Hlatshwayo's job has a big impact: Academics estimate that reclaimers collect and recycle up to 90% of South Africa’s post-consumer packaging and paper. In doing so, they save municipalities up to 750 million rand in landfill space annually.
As a result, South Africa has a recycling rate of just under 60%, according to industry studies — a statistic that puts it on par with some European nations.
"We are literally subsidizing the community and the municipalities, actually," he told VOA as he made his rounds this month. "Because an average reclaimer would collect about 200 kilograms of waste a day. You multiply that by 9,000 reclaimers, takes it to about 2 million tons or something. That's in a day. That's redirecting a lot of material out of the landfills.”
Melanie Samson, a researcher in human geography at the University of the Witwatersrand, has spent years studying this complex informal system, which is present, she says, in many developing nations.

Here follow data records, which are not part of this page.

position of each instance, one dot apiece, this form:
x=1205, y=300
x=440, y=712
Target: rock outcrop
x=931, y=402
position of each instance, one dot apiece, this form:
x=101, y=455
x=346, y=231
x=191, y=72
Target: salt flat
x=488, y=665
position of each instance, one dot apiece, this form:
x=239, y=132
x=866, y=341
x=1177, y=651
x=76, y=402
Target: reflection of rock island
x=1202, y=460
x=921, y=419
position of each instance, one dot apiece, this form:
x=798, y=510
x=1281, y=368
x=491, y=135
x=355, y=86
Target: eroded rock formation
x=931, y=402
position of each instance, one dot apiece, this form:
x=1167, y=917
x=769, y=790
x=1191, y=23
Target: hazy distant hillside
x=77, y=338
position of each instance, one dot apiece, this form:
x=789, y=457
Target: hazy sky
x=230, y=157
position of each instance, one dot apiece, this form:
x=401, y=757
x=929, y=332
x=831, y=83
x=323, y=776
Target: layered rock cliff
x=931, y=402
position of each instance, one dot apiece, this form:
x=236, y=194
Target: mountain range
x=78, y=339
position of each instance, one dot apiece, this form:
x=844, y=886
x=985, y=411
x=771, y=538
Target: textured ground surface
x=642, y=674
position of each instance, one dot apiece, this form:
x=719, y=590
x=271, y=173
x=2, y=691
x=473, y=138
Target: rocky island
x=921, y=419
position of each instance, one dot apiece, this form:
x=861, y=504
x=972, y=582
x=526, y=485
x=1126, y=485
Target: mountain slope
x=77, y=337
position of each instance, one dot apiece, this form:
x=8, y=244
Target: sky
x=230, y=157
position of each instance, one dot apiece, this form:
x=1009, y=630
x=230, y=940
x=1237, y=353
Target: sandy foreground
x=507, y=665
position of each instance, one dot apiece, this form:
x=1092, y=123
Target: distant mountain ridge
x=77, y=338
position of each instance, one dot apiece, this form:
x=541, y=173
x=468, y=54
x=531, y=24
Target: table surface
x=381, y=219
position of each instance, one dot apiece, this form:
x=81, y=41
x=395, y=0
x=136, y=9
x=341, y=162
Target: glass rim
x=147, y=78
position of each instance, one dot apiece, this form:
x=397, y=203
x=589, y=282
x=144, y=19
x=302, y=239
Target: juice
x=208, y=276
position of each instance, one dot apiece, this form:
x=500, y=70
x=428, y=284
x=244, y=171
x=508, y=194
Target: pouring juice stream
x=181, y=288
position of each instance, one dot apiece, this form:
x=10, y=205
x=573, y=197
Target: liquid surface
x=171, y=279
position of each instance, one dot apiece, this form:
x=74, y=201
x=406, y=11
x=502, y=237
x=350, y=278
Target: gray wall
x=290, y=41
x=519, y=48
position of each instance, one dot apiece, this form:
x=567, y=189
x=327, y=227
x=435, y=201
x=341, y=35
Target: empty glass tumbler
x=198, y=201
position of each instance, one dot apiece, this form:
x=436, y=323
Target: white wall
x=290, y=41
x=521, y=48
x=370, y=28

However, she says, reclamation is becoming a global trend.
“We find reclaimers in just about every postcolonial city across the world," she said. "Reclamation exists in contexts of high income inequality, so that you have people who are wealthy enough that they're buying things and throwing them away when they still have value or can be reused. And you have people who are so poor that they are willing to go through other people's trash to extract these materials to make a living. So, Asia, Africa, Latin America, Eastern Europe — we're starting to see a lot more reclaimers working in the global north.”
It’s grueling, messy, sometimes dangerous, work.
And sometimes, Hlatshwayo says, reclaimers find unwelcome surprises.
“I found a thumb," he said, adding that he believed it was a human thumb, but he didn't look too closely. "I just opened a plastic bag normally, in a rush, and just jumped. And it just killed my day. I just closed the bin, took my trolley, and then I went home. “
Flying the flag, changing the framework
In Johannesburg, reclaimers are trying to organize and lobby for recognition through groups such as the African Reclaimers Organization. Chairwoman Eva Mokoena learned the job from her mother and has been doing it, with great pride, for most of her life.
“My area is clean because of me," said the mother of three. "The environment, it's clean. Like, the work that I do, makes me to be more proud. Even people, they try to put me down, but I keep on flying this flag of being a reclaimer.”
Samson says her research has been eye-opening.
“One of the things that I've learned from the reclaimers is what the South African economy actually looks like," she said. "Because when we analyze the economy, we're usually looking at just the formal sector, private companies, formal jobs. And yet, a significant and growing number of people are generating their own income through informal work. And what I learned from them is how that informal work, particularly in the case of recycling, underpins an entire very large profitable industry. And so, what it makes me realize is that we need to change the way we think about the economy.”
And that, reclaimers say, is what it’s all about — a different way of looking at the world. The job may look rudimentary, or even quaint, in this technology-driven world.
But that is the reclaimers' core ethos — where many see a collector pushing a handmade cart, they see a carbon-free vehicle.
And where most people see trash, they see opportunity, and a chance to make their world a little cleaner.